Je viens juste raconter les dernières anecdotes qui me restent. En plus de l'hôpital de semaine, on va aussi aux consultations, c'est-à-dire on suit les grands professeurs tels les canetons leur maman quand ils rencontrent les patients comme en ville.
Sophie
La première patiente que j'aie vue, -je vais l'appeler Sophie-, avait une maladie inconnue qui détruisait son cervelet. C'est quand même un peu la base de l'équilibre, donc pour marcher autant dire que c'est pas encore ça. Sophie a pourtant, par un mécanisme inconnu de plasticité cérébrale, réussi à garder une marche à peu près normale. Elle mène une vie à peu près normale, elle travaille et elle est volontaire au Secours Populaire. Elle dit que les gens sont gentils là-bas, qu'ils s'en fichent pas mal que tu ne marches pas trop droit, tu es là pour aider les autres et c'est tout ce compte. Elle essaie de vaincre son embrassement en société, elle qui au début ne supportait pas le regard des gens trop stupides pour se rendre compte du malaise qu'ils créent.
Je l'ai écoutée parler de ses difficultés, de tout ce qu'elle a dut surmonter et j'ai eu honte. J'ai eu honte de me plaindre de ma peau grasse et de mes kilos en trop. Qu'aurait donné Sophie pour avoir mes grosses fesses en échange d'un cervelet ? Tout l'or du monde ne serait pas suffisant. Toi tu es là, avec ta marche laborieuse, avec tes larmes derrière ton grand sourire de façade, et pourtant tu aides les autres dans le besoin. Je trouve que tu es une personne extraordinaire. Je m'excuse Sophie, même si tu ne m'as jamais entendu me plaindre, je m'excuse tout de même, devant toi et tout ceux dont le corps ne fonctionne pas correctement. Vous avez tout le mérite et le courage de supporter cette difficulté, la pire de toutes.
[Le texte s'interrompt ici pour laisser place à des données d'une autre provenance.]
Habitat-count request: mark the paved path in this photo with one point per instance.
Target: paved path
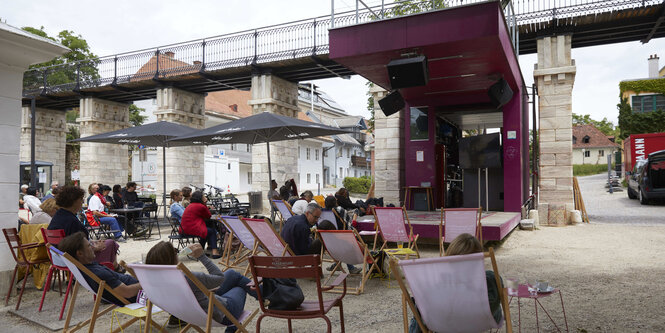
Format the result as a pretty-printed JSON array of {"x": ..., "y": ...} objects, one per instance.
[{"x": 603, "y": 207}]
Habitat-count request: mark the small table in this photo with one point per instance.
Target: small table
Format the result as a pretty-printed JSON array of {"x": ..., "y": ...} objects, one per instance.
[
  {"x": 428, "y": 191},
  {"x": 523, "y": 292}
]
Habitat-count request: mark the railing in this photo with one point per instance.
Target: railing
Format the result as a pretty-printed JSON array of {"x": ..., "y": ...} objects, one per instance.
[{"x": 278, "y": 42}]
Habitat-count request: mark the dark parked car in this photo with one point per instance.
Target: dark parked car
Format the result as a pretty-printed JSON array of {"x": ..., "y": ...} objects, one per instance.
[{"x": 647, "y": 179}]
Je n'ai pu te dire que 'Bon courage', à la fin de la consultation, c'est dérisoire, mais j'espère que ça t'auras fait plaisir quand même.
L'enthousiasme n'a pas d'âge
Une toute petite histoire, comme le monsieur dont je vais parler. Un formidable vieil homme. Il a 80 ans et un parkinson qu'il se traîne depuis des années et des années. Il a encore la joie de vivre. Il drague la neurologue et l'infirmière. Il blague sur ses blocages. Il plaisante sur ses pertes de mémoire. Il sourit à ses tremblements. Il rit à ses problèmes de constipation. Il s'amuse de sa femme qui l'engueule parce qu'il ne met pas ses chaussons fermés pour éviter les chutes.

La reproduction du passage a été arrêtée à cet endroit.